CRA applies the surrogatum principle (but only in the year of receipt) to tax RRSP proceeds received under an unclaimed-property procedure

The estate of the deceased annuitant of an RRSP was fully settled without the executor (his surviving wife and the sole beneficiary) being aware of the RRSP. Later, the RRSP became unclaimed property and the Quebec Commission for dealing with unclaimed property instructed the RRSP issuer to liquidate the RRSP and remit the proceeds in cash to it. In a subsequent taxation year, the surviving spouse claimed and received the amount from the Commission as the sole estate beneficiary.

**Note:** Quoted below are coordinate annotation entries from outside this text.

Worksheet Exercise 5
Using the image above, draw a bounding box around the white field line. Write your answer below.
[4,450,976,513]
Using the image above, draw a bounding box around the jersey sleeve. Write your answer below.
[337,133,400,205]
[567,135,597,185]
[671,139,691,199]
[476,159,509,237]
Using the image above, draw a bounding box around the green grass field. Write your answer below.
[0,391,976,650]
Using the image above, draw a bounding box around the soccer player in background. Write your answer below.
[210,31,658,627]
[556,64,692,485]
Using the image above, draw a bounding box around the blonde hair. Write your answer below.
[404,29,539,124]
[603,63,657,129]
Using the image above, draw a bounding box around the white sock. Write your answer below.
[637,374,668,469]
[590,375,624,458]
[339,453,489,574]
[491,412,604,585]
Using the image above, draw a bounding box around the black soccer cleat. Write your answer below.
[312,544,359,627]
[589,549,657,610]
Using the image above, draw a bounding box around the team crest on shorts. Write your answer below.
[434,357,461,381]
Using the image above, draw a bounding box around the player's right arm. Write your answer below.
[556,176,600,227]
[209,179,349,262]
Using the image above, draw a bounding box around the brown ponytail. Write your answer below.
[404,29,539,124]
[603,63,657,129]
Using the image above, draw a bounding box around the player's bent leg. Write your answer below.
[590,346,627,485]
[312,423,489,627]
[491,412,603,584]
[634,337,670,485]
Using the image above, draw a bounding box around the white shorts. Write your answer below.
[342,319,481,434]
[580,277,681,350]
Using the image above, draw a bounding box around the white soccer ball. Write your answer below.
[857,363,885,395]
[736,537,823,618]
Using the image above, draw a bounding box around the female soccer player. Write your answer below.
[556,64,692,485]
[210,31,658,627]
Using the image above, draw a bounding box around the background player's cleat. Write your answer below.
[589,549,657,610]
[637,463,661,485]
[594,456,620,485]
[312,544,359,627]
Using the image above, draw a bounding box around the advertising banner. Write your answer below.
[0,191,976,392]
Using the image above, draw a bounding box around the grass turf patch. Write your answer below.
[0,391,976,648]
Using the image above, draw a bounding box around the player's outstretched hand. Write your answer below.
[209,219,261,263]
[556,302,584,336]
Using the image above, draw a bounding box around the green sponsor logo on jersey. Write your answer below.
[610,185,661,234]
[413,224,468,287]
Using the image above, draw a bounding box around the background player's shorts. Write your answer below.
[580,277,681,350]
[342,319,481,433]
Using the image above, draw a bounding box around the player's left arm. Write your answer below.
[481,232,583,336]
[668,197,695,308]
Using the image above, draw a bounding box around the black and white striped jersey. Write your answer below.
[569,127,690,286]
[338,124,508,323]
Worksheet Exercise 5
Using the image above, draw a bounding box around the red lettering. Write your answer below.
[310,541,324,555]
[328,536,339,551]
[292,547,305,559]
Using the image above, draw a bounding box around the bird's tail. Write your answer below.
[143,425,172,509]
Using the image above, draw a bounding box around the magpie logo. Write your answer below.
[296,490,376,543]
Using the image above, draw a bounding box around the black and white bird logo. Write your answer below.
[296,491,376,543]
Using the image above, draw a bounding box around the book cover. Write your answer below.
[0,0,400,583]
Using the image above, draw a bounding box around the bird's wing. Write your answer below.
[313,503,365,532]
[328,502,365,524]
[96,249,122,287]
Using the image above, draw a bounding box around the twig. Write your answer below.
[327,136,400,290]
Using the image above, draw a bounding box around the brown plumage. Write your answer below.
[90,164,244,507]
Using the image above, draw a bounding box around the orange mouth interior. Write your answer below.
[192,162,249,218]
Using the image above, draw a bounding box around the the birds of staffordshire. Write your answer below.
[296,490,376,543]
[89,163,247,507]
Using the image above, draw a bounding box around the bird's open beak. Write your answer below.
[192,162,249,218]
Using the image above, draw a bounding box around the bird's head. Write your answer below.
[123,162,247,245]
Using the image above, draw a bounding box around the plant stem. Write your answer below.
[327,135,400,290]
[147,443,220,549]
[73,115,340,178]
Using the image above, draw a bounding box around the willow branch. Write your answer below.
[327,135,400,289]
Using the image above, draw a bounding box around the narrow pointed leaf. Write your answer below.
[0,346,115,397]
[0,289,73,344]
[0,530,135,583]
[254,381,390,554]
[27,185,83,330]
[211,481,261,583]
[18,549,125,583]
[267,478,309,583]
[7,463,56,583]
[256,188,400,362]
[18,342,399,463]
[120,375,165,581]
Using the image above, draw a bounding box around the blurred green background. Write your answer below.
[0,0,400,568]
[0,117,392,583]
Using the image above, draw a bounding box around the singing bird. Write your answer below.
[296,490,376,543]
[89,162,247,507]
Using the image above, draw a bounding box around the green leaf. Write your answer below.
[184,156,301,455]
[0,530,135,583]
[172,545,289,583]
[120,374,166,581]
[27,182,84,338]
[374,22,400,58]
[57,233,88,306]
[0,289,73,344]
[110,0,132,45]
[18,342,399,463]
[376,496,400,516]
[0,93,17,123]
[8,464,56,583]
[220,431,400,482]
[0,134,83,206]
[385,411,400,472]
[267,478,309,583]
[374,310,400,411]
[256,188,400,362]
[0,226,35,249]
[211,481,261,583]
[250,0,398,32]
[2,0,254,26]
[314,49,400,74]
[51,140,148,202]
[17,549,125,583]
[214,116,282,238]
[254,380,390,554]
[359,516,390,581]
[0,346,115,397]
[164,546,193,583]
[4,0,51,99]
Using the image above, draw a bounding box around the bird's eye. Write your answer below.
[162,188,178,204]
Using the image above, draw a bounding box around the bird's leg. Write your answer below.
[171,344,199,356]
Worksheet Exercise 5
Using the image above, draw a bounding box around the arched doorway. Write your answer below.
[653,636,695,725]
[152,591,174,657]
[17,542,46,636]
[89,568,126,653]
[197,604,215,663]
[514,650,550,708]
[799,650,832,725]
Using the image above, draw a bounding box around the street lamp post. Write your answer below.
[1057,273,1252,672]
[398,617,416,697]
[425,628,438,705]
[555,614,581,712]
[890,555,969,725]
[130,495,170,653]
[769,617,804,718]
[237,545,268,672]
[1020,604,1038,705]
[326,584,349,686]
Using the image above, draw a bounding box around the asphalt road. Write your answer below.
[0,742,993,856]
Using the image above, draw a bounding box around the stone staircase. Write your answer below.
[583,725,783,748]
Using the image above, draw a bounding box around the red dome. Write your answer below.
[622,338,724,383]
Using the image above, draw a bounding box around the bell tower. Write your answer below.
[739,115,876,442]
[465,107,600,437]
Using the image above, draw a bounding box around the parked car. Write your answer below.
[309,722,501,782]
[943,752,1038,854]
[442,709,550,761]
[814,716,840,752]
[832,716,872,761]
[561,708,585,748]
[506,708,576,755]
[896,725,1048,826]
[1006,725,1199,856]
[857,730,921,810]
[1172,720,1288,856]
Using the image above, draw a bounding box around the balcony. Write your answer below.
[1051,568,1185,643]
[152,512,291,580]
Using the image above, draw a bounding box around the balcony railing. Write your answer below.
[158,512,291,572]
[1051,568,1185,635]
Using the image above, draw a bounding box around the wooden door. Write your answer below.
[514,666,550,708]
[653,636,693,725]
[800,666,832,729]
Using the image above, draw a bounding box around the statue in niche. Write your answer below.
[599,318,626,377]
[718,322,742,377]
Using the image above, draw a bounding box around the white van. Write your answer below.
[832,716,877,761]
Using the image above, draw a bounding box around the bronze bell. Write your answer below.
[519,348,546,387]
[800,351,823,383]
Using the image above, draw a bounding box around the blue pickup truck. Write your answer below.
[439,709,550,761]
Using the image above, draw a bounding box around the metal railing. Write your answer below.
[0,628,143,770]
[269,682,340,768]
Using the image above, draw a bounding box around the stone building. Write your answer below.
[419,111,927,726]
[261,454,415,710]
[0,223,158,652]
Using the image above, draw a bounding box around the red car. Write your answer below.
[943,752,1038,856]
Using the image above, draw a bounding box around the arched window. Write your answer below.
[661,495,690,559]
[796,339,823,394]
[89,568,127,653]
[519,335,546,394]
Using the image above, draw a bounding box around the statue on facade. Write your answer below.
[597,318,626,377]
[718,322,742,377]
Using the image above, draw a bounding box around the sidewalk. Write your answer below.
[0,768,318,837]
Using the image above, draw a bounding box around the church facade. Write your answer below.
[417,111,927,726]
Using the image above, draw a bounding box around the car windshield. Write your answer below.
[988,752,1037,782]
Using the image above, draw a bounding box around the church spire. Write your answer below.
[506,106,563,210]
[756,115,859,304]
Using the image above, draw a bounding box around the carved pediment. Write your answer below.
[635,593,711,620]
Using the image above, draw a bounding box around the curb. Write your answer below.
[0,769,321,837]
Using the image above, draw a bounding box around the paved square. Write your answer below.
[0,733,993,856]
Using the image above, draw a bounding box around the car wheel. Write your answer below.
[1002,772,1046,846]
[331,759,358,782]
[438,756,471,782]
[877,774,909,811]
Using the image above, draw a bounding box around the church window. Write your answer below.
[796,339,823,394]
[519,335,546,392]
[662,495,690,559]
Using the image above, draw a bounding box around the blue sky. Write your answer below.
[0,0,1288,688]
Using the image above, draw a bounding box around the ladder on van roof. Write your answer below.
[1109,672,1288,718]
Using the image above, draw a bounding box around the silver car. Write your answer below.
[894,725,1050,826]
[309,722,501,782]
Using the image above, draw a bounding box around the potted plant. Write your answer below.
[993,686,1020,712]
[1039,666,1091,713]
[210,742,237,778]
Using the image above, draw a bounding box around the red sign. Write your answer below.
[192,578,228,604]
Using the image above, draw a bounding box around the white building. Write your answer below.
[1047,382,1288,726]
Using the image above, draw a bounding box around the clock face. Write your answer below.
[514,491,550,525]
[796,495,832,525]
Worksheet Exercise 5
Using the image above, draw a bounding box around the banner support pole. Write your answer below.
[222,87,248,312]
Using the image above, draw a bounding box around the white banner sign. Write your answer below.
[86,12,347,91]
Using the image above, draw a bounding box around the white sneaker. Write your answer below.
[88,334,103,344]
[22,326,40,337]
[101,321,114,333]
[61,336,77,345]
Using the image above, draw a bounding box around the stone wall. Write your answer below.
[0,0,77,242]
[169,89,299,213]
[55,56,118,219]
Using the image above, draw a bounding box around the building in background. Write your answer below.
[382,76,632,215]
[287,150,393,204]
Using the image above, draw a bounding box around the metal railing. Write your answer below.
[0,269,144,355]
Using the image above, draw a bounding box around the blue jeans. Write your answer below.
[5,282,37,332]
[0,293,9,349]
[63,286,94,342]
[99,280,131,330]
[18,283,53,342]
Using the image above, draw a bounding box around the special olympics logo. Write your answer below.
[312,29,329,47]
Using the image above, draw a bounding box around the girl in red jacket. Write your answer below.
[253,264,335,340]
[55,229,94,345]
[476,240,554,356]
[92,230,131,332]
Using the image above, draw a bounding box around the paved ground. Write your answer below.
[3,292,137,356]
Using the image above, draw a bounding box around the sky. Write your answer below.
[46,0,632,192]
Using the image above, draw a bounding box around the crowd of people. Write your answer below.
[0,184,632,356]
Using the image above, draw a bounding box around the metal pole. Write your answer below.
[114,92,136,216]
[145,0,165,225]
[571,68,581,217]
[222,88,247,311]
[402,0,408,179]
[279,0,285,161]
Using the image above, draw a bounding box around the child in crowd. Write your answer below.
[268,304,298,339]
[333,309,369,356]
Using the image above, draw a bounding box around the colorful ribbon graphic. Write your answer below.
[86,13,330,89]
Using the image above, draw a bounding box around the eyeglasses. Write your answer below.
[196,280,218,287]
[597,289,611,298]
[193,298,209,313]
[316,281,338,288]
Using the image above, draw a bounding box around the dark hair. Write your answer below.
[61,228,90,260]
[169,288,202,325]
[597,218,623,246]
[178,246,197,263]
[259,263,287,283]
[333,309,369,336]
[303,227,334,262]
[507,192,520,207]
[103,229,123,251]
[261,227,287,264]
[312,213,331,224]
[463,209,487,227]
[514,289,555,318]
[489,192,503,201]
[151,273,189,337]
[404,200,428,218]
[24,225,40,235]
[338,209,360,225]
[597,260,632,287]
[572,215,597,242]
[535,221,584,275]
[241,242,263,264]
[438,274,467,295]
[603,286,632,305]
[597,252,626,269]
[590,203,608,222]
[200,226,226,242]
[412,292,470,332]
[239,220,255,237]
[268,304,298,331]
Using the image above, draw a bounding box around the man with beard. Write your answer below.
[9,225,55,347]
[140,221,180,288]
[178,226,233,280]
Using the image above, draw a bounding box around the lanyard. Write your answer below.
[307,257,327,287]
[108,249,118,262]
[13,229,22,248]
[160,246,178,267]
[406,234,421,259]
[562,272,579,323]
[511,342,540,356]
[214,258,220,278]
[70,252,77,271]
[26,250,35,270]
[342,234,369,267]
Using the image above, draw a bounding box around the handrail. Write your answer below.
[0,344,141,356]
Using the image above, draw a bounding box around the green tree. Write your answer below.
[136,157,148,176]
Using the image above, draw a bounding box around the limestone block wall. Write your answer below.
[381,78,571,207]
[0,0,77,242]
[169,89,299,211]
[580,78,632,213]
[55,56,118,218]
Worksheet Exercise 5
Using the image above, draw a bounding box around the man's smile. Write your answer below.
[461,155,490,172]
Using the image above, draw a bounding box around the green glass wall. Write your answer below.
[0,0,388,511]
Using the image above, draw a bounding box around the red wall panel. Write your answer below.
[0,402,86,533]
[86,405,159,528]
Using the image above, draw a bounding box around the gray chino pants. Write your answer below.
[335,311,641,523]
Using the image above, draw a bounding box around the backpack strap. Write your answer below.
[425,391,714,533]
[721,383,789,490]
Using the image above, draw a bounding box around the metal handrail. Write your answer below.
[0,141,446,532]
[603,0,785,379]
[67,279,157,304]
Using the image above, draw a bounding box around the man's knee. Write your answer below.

CRA found that the amount paid to the surviving spouse was to be included in her income under the surrogatum principle as being in lieu of a payment received under s. 146(8). A number of key related points were addressed:

  • Although the benefit derived by the surviving spouse would normally have been excluded from her income on the basis that it was “included in computing the income of an annuitant” (i.e., her deceased husband) under s. 146(8.8), this in fact was not done (she did not know about the RRSP in preparing his terminal return) so that this exclusion did not apply (i.e., “included” is narrower than “includible”).
  • Although the Commission (which effectively was her agent) had received the RRSP proceeds in an earlier taxation year, it was not to be included in her income until the subsequent year when she was ascertained and received the amount from the Commission, -on the basis of the “longstanding position … that the CRA must … rely on the facts as they exist at the end of the taxation year” – and the essential basis for income inclusion was not identified until the subsequent year.
  • The surrogatum principle applied given that s. 146(8) would have applied but for the interposition of the Commission, and the amount received by her effectively was in lieu of that amount.
  • Although she received the amount as the heir of an estate that had ceased to exist rather than as a designated beneficiary, this was not considered to be a barrier to the suggested treatment.
  • The benefit to be recognized by her under s. 146(8) was to be grossed-up by the amount of fees that were deducted by the Commission and treated by the governing unclaimed property legislation as an obligation of her – and such fees were not deductible by her as they were not “incurred for the purpose of earning income.”

Neal Armstrong. Summaries of 13 August 2020 External T.I. 2019-0802891E5 F under s. 146(1) – benefit – (a), s. 146(8), s. 146(4)(c) and General Concepts – Payment and receipt.